99 Francs
Jan Kounen
par Marcel Jean
Soyons direct : les amateurs du livre de Frédéric Beigbeder ne seront pas déçus. Est-ce dire que 99 francs est un bon film? Non. Rien à voir. Ce qu’il faut comprendre, c’est que le film de Jan Kounen (Dobermann; Blueberry) est totalement fidèle à l’esprit du roman. Même côté tape-à-l’il, même philosophie de salon, même cynisme. Même humour, aussi. Jean Dujardin n’est pas là pour rien Les autres, ceux qui n’apprécient guère la littérature du monstre médiatique français, n’ont qu’à se le tenir pour dit.
Il faut dire que cela n’allait pas de soi. L’adaptation du roman de Beigbeder nécessitait un sérieux travail de structure, tâche dont se sont bien acquittés le tandem de scénaristes Nicolas et Bruno. Film sur le milieu de la pub, 99 francs a lui-même des allures de pub survitaminée, Kounen utilisant son imposante panoplie pyrotechnique pour en mettre plein la vue au spectateur. Jusqu’à un certain point, ça marche : l’avalanche des effets et le rythme effréné de l’ensemble anesthésient le sens critique. Mais, au bout d’un moment, le paradoxe sur lequel repose le film devient évident : on ne peut dénoncer un système en s’inscrivant dans ce système, une pub ne peut pas dénoncer la pub. On a ici un garçon, Octave Parango, qui se fait un tas de fric, qui porte des fringues griffées, qui conduit une BMW décapotable, qui baise des mannequins et qui achète la cocaïne au kilo. Mais, tout à coup, il a un sursaut de lucidité. Il s’aperçoit que tout cela, c’est de la merde. Conséquence : il s’en prend au système. À la fin, on a trois suicides au bilan et, malgré tout, la curieuse impression d’une rédemption. On a aussi l’impression, plus tenace encore que la précédente, que la vie dégueulasse des professionnels de la pub vaut tout de même la peine d’être vécue. Levez la main ceux qui aimeraient le fric, les fringues, la drogue et les mannequins! Bon, d’accord, baissez le bras, on ne va pas tous vous compter. C’est vrai que tout cela est plus excitant que la vague promesse de souffler les bougies sur un gâteau le jour de l’anniversaire de vos 90 ans. Surtout que puisque Keith Richards est encore en vie avec la vie qu’il a menée, vous pouvez bien croire en vos chances de survivre à l’expérience. Enfin…

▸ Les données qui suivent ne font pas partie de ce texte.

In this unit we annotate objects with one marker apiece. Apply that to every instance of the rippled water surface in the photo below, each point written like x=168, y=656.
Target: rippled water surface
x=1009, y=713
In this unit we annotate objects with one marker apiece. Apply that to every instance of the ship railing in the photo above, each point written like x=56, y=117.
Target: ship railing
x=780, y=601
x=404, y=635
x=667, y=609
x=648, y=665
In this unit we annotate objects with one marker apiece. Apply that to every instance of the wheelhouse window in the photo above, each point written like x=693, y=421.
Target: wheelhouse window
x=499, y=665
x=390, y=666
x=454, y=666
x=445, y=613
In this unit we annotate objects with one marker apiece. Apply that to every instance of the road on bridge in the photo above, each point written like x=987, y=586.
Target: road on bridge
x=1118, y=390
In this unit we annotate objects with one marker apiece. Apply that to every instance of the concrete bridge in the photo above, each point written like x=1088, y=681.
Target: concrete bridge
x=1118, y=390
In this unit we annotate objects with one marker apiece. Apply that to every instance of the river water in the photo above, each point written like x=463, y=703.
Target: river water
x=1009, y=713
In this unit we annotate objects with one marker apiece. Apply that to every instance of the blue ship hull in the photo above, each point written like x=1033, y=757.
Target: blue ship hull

De là à mettre en cause la sincérité du propos (un texte apparaissant avant le générique final nous indique que 10% des sommes dépensées mondialement en publicité pourraient régler de moitié le problème de la faim dans le monde) il n’y a qu’un pas. Alors, en avant toute! Si Pepsi nous a vendu des boissons gazeuses avec Claude Meunier déguisé en imbécile incapable de prononcer correctement le nom du produit, Jan Kounen et Frédéric Beigbeder peuvent bien nous vendre le monde de la pub en faisant semblant de le décrier. Quant à Dujardin, plus besoin de le vendre, on l’a déjà acheté.